Strengthen national cyber-security. Convene a national cyber-security summit including programming and engineering heads of major tech companies and universities, and of the FBI, CIA and NSA, to advance the goals of hardening the electrical grid against hacking and EMP attack, preventing use by foreign actors of bots and false-flag avatars on social media, and educating the American public on the nature and extent of potential cyber-security threats.

Regulate Social Media. Work with Congress to impose legal requirements of privacy and security on social media providers, similar to the General Data Protection Regulation currently in force in the European Union.

Reform Immigration. Work with Congress on comprehensive immigration reform, in part modeled on the recently-proposed, bi-partisan King-Suozzi proposal, providing a path to legal residency and citizenship for undocumented minors, funding to stem out-migration from Central American countries, and improved border security through enhanced technological infrastructure and increased border personnel.

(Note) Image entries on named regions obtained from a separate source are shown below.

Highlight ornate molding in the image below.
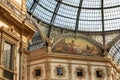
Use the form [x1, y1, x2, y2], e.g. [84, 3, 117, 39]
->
[54, 65, 66, 78]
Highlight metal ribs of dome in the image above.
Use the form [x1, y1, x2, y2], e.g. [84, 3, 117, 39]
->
[26, 0, 120, 32]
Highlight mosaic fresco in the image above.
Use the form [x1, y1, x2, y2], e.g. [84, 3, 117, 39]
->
[52, 38, 98, 55]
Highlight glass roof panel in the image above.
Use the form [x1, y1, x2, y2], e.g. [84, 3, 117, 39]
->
[58, 4, 78, 19]
[103, 0, 120, 7]
[26, 0, 34, 10]
[78, 20, 102, 31]
[39, 0, 57, 12]
[33, 5, 53, 23]
[62, 0, 80, 6]
[82, 0, 101, 8]
[79, 9, 102, 21]
[54, 16, 76, 30]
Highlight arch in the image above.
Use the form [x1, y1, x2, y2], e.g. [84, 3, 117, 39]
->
[108, 39, 120, 65]
[52, 33, 104, 56]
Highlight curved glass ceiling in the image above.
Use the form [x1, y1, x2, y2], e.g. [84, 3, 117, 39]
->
[26, 0, 120, 32]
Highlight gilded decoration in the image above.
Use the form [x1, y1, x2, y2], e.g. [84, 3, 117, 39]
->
[32, 66, 43, 79]
[94, 68, 105, 80]
[52, 38, 98, 55]
[75, 66, 86, 79]
[54, 65, 66, 78]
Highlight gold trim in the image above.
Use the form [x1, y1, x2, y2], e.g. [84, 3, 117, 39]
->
[75, 66, 86, 79]
[32, 66, 43, 79]
[54, 65, 66, 78]
[94, 68, 105, 80]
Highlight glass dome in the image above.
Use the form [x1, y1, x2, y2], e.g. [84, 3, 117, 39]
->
[26, 0, 120, 32]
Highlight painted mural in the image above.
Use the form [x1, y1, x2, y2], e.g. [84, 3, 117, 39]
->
[52, 38, 98, 55]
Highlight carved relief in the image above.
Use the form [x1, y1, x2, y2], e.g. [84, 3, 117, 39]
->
[54, 65, 66, 78]
[52, 38, 99, 55]
[94, 68, 105, 80]
[75, 66, 86, 79]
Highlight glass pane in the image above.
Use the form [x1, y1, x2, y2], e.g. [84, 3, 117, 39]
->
[3, 43, 13, 69]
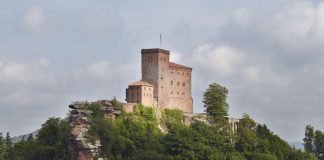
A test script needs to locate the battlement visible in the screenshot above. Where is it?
[126,48,193,113]
[141,48,170,55]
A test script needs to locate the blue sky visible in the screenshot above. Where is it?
[0,0,324,141]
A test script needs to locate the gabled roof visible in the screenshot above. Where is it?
[128,80,153,87]
[169,62,192,70]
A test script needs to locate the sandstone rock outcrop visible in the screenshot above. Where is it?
[69,100,121,160]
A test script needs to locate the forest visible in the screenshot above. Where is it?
[0,83,324,160]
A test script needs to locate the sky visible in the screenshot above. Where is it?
[0,0,324,142]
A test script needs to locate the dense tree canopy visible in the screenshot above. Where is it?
[0,83,318,160]
[304,125,324,160]
[203,83,229,122]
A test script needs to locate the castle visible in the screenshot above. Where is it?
[126,48,193,113]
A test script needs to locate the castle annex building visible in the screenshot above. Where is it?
[126,48,192,113]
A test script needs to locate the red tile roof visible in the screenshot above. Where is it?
[169,62,192,69]
[128,80,153,87]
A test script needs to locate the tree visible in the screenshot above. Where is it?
[5,132,12,146]
[314,130,324,160]
[203,83,229,123]
[303,125,314,153]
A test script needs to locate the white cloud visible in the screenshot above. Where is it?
[194,44,243,75]
[24,6,45,32]
[256,1,324,49]
[243,66,261,82]
[170,51,182,63]
[315,2,324,42]
[242,64,292,87]
[0,58,54,84]
[232,8,251,27]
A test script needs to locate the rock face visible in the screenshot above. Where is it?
[69,100,121,160]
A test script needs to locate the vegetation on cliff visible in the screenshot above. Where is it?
[0,118,70,160]
[0,84,324,160]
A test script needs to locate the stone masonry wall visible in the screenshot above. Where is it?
[167,68,193,113]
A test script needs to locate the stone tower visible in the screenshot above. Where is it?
[126,48,193,113]
[141,48,170,109]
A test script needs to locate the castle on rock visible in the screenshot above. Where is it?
[126,48,193,113]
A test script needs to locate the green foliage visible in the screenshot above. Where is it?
[304,125,324,160]
[203,83,229,123]
[235,114,314,160]
[0,92,316,160]
[161,109,183,129]
[0,118,70,160]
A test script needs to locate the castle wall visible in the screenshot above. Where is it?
[126,86,153,106]
[167,67,193,113]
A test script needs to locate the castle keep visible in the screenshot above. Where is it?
[126,48,192,113]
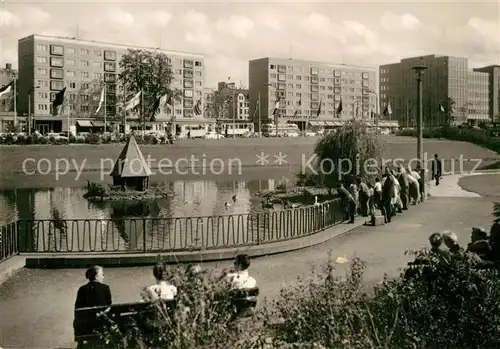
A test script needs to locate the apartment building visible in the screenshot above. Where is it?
[379,55,488,127]
[249,57,377,128]
[473,65,500,122]
[18,34,204,132]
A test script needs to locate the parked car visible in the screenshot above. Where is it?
[203,132,224,139]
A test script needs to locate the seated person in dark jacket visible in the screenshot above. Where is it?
[75,265,111,309]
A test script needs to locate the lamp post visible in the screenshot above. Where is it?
[28,86,39,135]
[368,89,380,137]
[411,58,427,199]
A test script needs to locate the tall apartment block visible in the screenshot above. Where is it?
[474,65,500,122]
[249,57,377,128]
[18,34,204,132]
[379,55,489,127]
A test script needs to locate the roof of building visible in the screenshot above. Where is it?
[111,135,153,178]
[18,34,205,59]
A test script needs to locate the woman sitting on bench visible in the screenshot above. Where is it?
[226,254,257,289]
[141,264,177,302]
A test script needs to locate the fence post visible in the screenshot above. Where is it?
[142,218,146,253]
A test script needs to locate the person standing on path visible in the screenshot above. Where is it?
[432,154,443,185]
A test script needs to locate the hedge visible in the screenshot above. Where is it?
[397,127,500,154]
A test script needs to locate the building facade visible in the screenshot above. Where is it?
[474,65,500,122]
[249,57,377,128]
[379,55,488,127]
[18,34,204,132]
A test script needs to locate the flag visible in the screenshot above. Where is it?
[293,98,302,118]
[337,98,344,115]
[193,98,201,115]
[383,102,392,116]
[95,87,105,114]
[0,82,12,97]
[52,87,66,115]
[273,97,280,115]
[125,91,142,111]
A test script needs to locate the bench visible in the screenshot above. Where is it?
[73,300,177,346]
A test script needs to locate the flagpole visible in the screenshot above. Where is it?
[103,83,108,133]
[257,92,262,137]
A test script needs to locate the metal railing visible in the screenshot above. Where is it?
[0,222,19,262]
[2,200,343,254]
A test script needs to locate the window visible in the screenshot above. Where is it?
[104,62,116,72]
[36,80,49,87]
[50,69,64,79]
[104,51,116,61]
[104,73,116,83]
[50,80,64,91]
[50,45,64,56]
[50,57,64,68]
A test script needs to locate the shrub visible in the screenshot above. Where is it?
[16,134,26,144]
[85,133,101,144]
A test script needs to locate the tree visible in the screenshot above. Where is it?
[443,97,455,126]
[302,120,383,191]
[118,49,181,123]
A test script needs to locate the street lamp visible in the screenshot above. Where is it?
[368,89,380,136]
[28,86,40,135]
[411,58,427,199]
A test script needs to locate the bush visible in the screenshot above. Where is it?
[85,133,101,144]
[16,134,26,144]
[397,127,500,154]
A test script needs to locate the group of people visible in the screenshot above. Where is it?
[75,254,257,309]
[337,154,441,223]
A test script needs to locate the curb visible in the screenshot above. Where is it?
[22,217,364,269]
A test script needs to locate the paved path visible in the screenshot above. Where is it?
[0,178,492,348]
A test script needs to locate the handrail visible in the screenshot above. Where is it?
[0,199,344,261]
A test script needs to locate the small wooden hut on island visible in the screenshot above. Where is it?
[111,135,153,191]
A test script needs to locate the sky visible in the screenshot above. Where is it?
[0,0,500,87]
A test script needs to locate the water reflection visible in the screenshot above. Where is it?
[0,179,282,223]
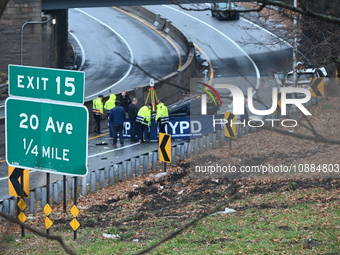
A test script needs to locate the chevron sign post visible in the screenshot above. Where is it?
[159,133,171,163]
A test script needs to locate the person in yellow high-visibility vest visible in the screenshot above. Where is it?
[136,103,152,143]
[92,95,104,134]
[155,100,169,133]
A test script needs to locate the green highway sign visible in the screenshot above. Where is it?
[8,65,85,104]
[5,97,88,175]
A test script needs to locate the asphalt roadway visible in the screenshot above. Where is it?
[0,125,167,202]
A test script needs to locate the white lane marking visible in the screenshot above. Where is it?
[68,31,86,71]
[76,8,134,99]
[87,142,140,158]
[163,5,261,93]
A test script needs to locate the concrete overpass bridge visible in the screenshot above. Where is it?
[0,0,249,73]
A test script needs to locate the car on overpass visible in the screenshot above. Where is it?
[211,1,240,20]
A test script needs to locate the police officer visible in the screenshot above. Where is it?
[136,103,152,143]
[155,100,169,133]
[104,94,116,138]
[92,95,104,134]
[128,98,139,142]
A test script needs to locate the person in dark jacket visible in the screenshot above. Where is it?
[117,91,132,113]
[109,100,126,147]
[128,98,139,142]
[136,103,152,143]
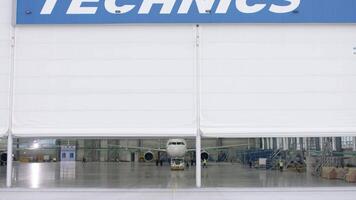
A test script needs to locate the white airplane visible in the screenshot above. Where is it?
[111,139,247,169]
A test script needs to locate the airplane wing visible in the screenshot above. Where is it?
[188,144,248,151]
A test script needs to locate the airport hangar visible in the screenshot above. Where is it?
[0,0,356,199]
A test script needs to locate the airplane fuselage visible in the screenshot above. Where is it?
[167,139,187,158]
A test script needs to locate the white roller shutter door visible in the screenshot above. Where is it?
[14,25,196,137]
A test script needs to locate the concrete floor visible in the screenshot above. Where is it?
[0,162,356,189]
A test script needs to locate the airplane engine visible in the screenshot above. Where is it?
[0,152,7,165]
[200,151,209,160]
[144,151,154,162]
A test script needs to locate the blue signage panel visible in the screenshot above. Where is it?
[16,0,356,24]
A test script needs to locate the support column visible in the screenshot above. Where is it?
[276,138,281,149]
[296,137,302,150]
[195,130,201,188]
[76,140,85,161]
[283,138,289,150]
[6,131,13,187]
[303,137,308,150]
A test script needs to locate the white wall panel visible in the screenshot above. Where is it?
[200,25,356,137]
[14,25,196,136]
[0,0,12,136]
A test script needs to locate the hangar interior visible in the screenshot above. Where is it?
[0,137,356,188]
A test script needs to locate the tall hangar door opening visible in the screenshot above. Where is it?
[200,24,356,187]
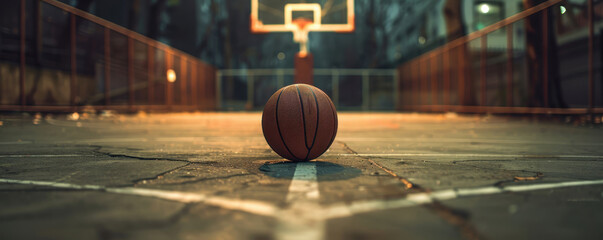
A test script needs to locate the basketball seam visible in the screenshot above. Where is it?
[274,89,300,159]
[295,86,310,155]
[323,92,337,151]
[306,87,320,159]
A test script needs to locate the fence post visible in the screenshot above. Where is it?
[331,70,339,108]
[245,71,255,110]
[588,0,595,111]
[507,24,514,107]
[214,71,222,110]
[190,59,199,110]
[392,66,402,111]
[276,69,285,89]
[69,13,77,110]
[542,9,549,108]
[178,56,189,106]
[163,50,172,109]
[147,44,155,105]
[429,53,440,106]
[362,70,371,111]
[104,27,111,105]
[19,0,25,108]
[442,48,451,107]
[128,37,134,110]
[480,35,488,106]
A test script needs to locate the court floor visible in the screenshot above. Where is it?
[0,113,603,239]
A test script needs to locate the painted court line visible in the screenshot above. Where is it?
[324,179,603,219]
[0,154,94,158]
[337,137,603,146]
[275,162,325,240]
[0,141,32,145]
[338,153,603,159]
[0,176,603,240]
[0,178,278,216]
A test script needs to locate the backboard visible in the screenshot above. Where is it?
[251,0,354,33]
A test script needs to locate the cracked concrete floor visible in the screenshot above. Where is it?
[0,113,603,239]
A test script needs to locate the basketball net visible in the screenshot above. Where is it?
[291,18,312,57]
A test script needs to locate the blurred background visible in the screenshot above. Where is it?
[0,0,603,114]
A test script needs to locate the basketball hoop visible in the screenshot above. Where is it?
[291,18,313,57]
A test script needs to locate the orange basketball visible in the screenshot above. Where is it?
[262,84,337,162]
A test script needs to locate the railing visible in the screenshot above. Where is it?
[0,0,216,111]
[216,69,398,111]
[398,0,603,114]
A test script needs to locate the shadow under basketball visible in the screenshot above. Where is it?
[259,161,362,182]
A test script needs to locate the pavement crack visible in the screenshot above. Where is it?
[337,141,422,190]
[494,171,544,187]
[97,203,197,239]
[133,162,192,186]
[425,201,486,240]
[92,145,192,163]
[157,173,255,185]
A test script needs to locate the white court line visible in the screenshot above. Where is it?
[0,178,278,216]
[337,137,603,146]
[0,154,94,158]
[275,162,326,240]
[287,162,320,203]
[0,175,603,239]
[324,179,603,219]
[0,141,32,145]
[337,153,603,159]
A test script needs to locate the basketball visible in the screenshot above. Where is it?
[262,84,337,162]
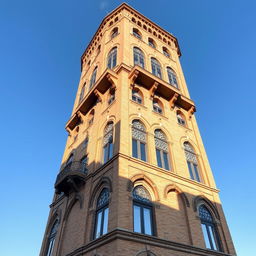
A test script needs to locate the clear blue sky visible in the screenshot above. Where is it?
[0,0,256,256]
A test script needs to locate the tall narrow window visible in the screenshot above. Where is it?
[177,111,186,126]
[90,67,98,89]
[151,58,162,78]
[132,185,154,235]
[167,67,179,89]
[184,142,201,182]
[132,120,147,161]
[133,47,144,68]
[199,205,220,251]
[132,89,142,104]
[46,220,59,256]
[132,28,141,39]
[79,83,85,103]
[153,99,163,114]
[103,122,114,163]
[94,188,109,239]
[148,38,156,48]
[155,129,170,170]
[108,47,117,69]
[110,27,118,39]
[81,156,88,174]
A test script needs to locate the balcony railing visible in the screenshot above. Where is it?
[54,161,87,194]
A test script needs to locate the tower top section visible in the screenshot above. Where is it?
[81,3,181,63]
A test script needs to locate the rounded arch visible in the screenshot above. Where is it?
[127,174,159,201]
[164,184,190,207]
[89,176,113,208]
[63,194,83,221]
[193,195,220,220]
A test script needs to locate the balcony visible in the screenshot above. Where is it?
[54,161,87,194]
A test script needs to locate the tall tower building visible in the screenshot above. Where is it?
[40,4,236,256]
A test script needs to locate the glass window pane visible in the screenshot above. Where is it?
[133,205,141,233]
[193,164,200,182]
[108,143,113,159]
[132,139,138,158]
[143,208,152,235]
[156,149,163,168]
[187,161,195,180]
[102,208,108,235]
[95,211,102,238]
[208,226,217,250]
[140,142,146,161]
[163,152,170,170]
[201,223,211,249]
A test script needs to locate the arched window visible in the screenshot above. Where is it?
[177,111,186,126]
[167,67,179,89]
[132,89,142,104]
[184,142,201,182]
[108,90,116,105]
[153,99,163,114]
[110,27,118,39]
[79,83,86,103]
[132,120,147,161]
[45,220,59,256]
[163,47,170,58]
[148,37,156,48]
[94,188,109,239]
[151,58,162,78]
[90,67,98,89]
[103,122,114,163]
[66,153,74,167]
[132,28,141,39]
[155,129,170,170]
[108,47,117,69]
[88,109,94,126]
[198,205,220,251]
[133,47,144,68]
[132,185,154,235]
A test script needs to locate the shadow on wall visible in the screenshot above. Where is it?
[40,123,235,256]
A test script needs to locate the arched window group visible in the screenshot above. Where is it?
[184,142,201,182]
[94,188,109,239]
[103,122,114,163]
[132,185,154,235]
[108,47,117,69]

There were other points — public-private partnerships to overhaul infrastructure, combating climate change — but then I woke up. Note what’s not here. No Green New Deal. No Medicare for all. No wealth tax. No micromanagement of corporate governance. No Supreme Court-packing schemes. These are loser propositions, sure to alienate the bulk of the electorate and confer on Trump a mandate for another four years of partisan chaos. Avoiding these policy sinkholes may seem like a return to the pallid incrementalism that many voters rejected in 2016 in favor of a soulless showman, but in my dream it’s the center that will hold in 2020.

And that slogan – “Forward As One People” – that’s a winner. In my dreams.

5 thoughts on “My Dream Candidacy

  1. In general, I would vote for you. But I would like a platform that addresses climate change , infrastructure, and educational reforms.
    You certainly are more qualified than our current POTUS.

  2. Darling, this dream needs to come true. Please save us and run!  And of course C would make the best, most elegant, most FUN First Lady ever!!!! Xxoxoxo

  3. This is all so logical, pragmatic and necessary. Just what politicians should be striving for. I would vote for you today.

  4. Keith — nailed it again. The biggest positive changes (other than a President other than Trump/Pence) would be to end voter suppression and gerrymandering. That would produce huge changes.

    I would add letting Medicare and Medicaid negotiate prices with Pharma manufacturers.